From around 2005-2008 I lived in a shitty house
in the country where it didn’t matter if I spilled paint everywhere. Somewhere during that time I decided I was
going to start painting. There were
these old boards out in the shed and I would get paint very diluted and use
non-conventional devices like spray bottles and toothbrushes to splatter paint
onto these boards and then let gravity do the rest.
Some paint would miss the boards entirely and
either fall to the ground or vanish in the air.
Bon voyage. The paint that did
land on the board would become the painting.
This diluted paint would trickle down through cracks and crevices of the
wood, eventually drying and leaving what was basically a discolored paint stain. That would be the finished piece. It was on par with elephant, chimpanzee, pig
and worm art. I might start doing
this again. Is this insulting to actual
painters who rely upon skill?
I like to write in a ruled composition notebook
three or four times a week. I fill up the
entire page – never more than one page per day – always stopping when the page
is full. I usually write in a linear top
to bottom, left to right fashion but not always.

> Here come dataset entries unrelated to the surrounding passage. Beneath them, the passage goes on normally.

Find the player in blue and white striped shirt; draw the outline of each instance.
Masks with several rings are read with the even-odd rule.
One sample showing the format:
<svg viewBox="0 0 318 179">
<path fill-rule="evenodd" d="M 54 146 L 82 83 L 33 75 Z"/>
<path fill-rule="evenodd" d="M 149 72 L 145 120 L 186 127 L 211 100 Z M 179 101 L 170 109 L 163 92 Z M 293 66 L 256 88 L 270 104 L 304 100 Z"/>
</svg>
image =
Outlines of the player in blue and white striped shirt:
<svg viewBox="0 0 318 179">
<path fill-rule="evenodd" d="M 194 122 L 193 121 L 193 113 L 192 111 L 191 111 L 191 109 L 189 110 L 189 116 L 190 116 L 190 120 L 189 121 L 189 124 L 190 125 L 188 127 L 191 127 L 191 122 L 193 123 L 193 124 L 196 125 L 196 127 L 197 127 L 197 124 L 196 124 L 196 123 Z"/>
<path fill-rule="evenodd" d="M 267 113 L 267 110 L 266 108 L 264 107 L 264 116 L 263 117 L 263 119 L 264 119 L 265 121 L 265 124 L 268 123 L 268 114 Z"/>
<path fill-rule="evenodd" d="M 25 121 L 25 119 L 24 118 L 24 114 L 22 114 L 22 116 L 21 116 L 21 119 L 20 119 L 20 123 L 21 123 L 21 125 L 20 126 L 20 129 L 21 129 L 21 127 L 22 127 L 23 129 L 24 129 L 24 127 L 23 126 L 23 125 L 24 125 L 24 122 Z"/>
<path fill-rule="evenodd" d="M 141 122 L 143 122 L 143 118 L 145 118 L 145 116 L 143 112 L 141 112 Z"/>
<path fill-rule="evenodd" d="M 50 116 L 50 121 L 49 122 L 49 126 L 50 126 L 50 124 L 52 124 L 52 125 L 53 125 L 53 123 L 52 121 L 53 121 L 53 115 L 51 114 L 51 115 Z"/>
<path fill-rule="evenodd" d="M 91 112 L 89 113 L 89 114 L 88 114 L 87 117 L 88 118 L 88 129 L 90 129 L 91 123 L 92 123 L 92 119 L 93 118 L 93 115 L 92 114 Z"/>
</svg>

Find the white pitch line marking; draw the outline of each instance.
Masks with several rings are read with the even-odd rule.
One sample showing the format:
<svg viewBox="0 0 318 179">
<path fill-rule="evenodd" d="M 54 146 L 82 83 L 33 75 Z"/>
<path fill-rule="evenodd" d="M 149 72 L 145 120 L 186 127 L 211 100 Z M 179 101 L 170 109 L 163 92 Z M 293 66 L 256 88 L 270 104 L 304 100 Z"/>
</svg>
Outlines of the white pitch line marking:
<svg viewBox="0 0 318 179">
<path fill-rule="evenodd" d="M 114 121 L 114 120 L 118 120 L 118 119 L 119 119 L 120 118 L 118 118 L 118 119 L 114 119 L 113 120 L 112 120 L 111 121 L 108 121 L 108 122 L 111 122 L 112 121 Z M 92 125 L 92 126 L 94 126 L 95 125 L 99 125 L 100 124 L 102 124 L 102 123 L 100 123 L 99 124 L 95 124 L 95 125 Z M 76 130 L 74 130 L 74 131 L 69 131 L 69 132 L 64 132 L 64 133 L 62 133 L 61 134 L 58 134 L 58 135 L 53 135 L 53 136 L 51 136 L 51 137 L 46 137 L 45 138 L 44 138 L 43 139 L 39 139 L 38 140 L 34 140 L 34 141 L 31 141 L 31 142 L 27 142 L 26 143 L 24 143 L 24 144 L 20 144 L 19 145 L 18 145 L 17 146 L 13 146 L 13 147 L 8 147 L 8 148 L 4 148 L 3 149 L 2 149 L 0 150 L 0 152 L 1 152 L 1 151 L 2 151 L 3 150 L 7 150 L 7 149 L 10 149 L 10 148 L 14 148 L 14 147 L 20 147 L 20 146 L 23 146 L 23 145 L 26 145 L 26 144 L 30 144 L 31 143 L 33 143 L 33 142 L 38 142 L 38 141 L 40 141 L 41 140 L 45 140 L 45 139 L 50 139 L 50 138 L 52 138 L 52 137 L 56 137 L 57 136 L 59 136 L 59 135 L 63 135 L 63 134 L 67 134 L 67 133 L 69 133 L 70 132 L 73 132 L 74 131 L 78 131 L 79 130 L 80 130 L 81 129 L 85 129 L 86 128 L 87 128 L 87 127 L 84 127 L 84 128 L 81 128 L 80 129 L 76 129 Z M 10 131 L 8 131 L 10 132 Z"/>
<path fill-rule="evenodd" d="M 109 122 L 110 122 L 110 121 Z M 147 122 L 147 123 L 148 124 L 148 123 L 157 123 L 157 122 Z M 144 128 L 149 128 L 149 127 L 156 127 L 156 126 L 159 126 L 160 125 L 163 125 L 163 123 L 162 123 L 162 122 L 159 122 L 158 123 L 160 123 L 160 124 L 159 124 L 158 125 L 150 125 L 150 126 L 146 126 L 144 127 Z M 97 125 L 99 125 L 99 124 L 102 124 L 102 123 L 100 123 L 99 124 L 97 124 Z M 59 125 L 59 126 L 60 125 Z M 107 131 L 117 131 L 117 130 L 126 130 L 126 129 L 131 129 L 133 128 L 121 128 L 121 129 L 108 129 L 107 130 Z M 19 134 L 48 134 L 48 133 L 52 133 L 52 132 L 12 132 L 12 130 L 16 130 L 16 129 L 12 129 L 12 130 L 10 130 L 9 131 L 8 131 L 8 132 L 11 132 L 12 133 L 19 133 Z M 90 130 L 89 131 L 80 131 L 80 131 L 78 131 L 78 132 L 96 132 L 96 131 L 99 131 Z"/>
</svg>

Days, weeks, months, or years later I look back at what I’ve written and
make a “poem” out of it, usually retaining 80% or more of the original text. http://www.mofvngo.com
That composition notebook process is completely freeform – almost like
automatic writing – but I hesitate to call it prose poetry. It’s more like improvisational journal
entries. I rarely have any idea what I’m writing about as I'm doing it; I just start with a blank mind/page and don’t
stop until the page is full. The whole process
probably takes about ten minutes or less.
This format and these parameters work for me. Is this insulting to actual poets? Certainly writing in a diary is OK to do and
that’s essentially what this is.
A few years after I had been playing tenor
banjo I convinced my wife to start playing a baritone ukulele so I could have
someone to play backup to my melody. She
never had any lessons other than what I could show her, but within days of her
getting the uke and learning chords I had her record an “album” with me that we
put on Bandcamp. Is this an insult to
actual musicians? People post crappy YouTube videos of themselves playing music all the time!
I started this blog over five years ago to primarily
write about music. I enjoy writing and
it comes easy to me but I am no expert.
I didn't get an English degree and I certainly don’t have a degree in musicology. I’m not a performing
musician and I am definitely not a music teacher with actual students, but this space gives me a place to share music tips and music theory theories as if I do know what I'm talking about.